The past week at the ranch has been a bit frustrating. Our priority continues to be completing the farming, but recurring showers have postponed that work indefinitely. I did get the oats seeded in the new breaking up west, and some rocks picked. And we did get the big leak in the north ditch sealed up. I didn’t get to run the packer across the new seeding, however, and we didn’t get anything done more done than discing the field below the house that we still have to level and seed.
We had started irrigating in our two best hayfields despite the showers - which were only enough to shut down field work but not enough to nourish a good hay crop. By Friday there was snow, and it became just too miserable to be dipping ones hands in the irrigation ditch to change siphon tubes, so we shut the water down for a few days.
The wet weather at last gave us the opportunity to tear into the pickup we have been using for feeding for the last couple of years.
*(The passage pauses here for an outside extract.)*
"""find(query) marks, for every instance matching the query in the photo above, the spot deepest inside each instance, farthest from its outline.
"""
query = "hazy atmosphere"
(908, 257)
It had been displaying symptoms of both excessive carbon deposits in the heads, and of a blown head gasket. So Ted began the task of removing the cylinder heads. After hours of labor, however, he gave up in disgust. Even in this old 1985 pickup there were so many tubes, hoses, and wires that he became overwhelmed.
With my encouragement he began anew, slowly disconnecting one tube after another, pitching redundant pieces out onto the ground. After another half day of work, he was able to dig down to the engine itself and remove the manifolds and heads. We’ll begin reassembly another day.
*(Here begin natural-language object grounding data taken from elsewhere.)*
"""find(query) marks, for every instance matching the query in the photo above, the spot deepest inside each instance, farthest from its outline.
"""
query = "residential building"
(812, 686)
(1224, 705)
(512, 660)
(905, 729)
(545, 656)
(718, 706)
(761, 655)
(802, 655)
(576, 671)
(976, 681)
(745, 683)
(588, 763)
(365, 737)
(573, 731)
I bought a new tool for the ranch this spring: a used “side-by-side” ATV that combines the characteristics of the four-wheelers that are now ubiquitous in ranch country with two seats and a box similar to a miniature pickup.
As we had assumed when we bought the outfit, we use it all day every day for every job on the ranch: checking cattle, feeding small groups of animals, putting out salt, fencing, irrigating, transportation to the farming equipment….
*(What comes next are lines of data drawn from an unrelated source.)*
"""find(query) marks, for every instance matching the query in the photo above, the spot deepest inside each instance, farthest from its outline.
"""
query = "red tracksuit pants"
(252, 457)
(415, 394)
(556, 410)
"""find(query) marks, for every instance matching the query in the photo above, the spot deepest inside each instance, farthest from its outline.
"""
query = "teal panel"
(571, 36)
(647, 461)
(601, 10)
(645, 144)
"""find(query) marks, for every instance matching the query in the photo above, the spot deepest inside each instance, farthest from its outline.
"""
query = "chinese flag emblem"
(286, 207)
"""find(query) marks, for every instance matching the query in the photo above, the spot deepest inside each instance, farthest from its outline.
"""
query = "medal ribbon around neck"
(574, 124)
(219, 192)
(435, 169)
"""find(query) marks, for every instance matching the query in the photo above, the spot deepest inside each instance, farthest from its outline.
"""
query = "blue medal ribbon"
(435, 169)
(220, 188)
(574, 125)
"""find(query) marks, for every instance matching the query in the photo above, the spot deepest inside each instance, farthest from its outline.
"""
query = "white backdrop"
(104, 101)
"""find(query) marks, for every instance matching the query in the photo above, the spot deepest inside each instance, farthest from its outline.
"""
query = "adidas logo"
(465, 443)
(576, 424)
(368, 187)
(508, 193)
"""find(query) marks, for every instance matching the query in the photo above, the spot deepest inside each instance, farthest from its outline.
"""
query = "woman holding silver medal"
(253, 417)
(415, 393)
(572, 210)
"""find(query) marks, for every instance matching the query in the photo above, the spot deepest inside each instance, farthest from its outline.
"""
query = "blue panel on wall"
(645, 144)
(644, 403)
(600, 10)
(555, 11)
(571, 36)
But after two short months it has already fallen victim to West Boulder rocks. We were checking for poison weeds in an upper field and caught a wheel on a rock buried in the grass. We limped home with it, where we did our diagnostics: a hammered steering rack & pinion. Parts are on order.
A newcomer to the area had expressed surprise at the kind of nasty weather we were experiencing this late in May. That prompted me to visit my blog archives. Posted for Memorial Day last year was a picture of a snow-level just above the ranch headquarters – just as there was this year!
The main difference is that we had a heavier snowpack last year, so we hadn’t yet been irrigating. And in fact we didn’t irrigate until July last year, but rather spent most of time between rainstorms in June hauling rocks and dirt to fill gashes in the road left by a torrent of snowmelt. (See Deluge & Hauling Rocks)
We have water in our ditches again now, and are midway through irrigating our two best hay fields – working on equipment in the shop between sets.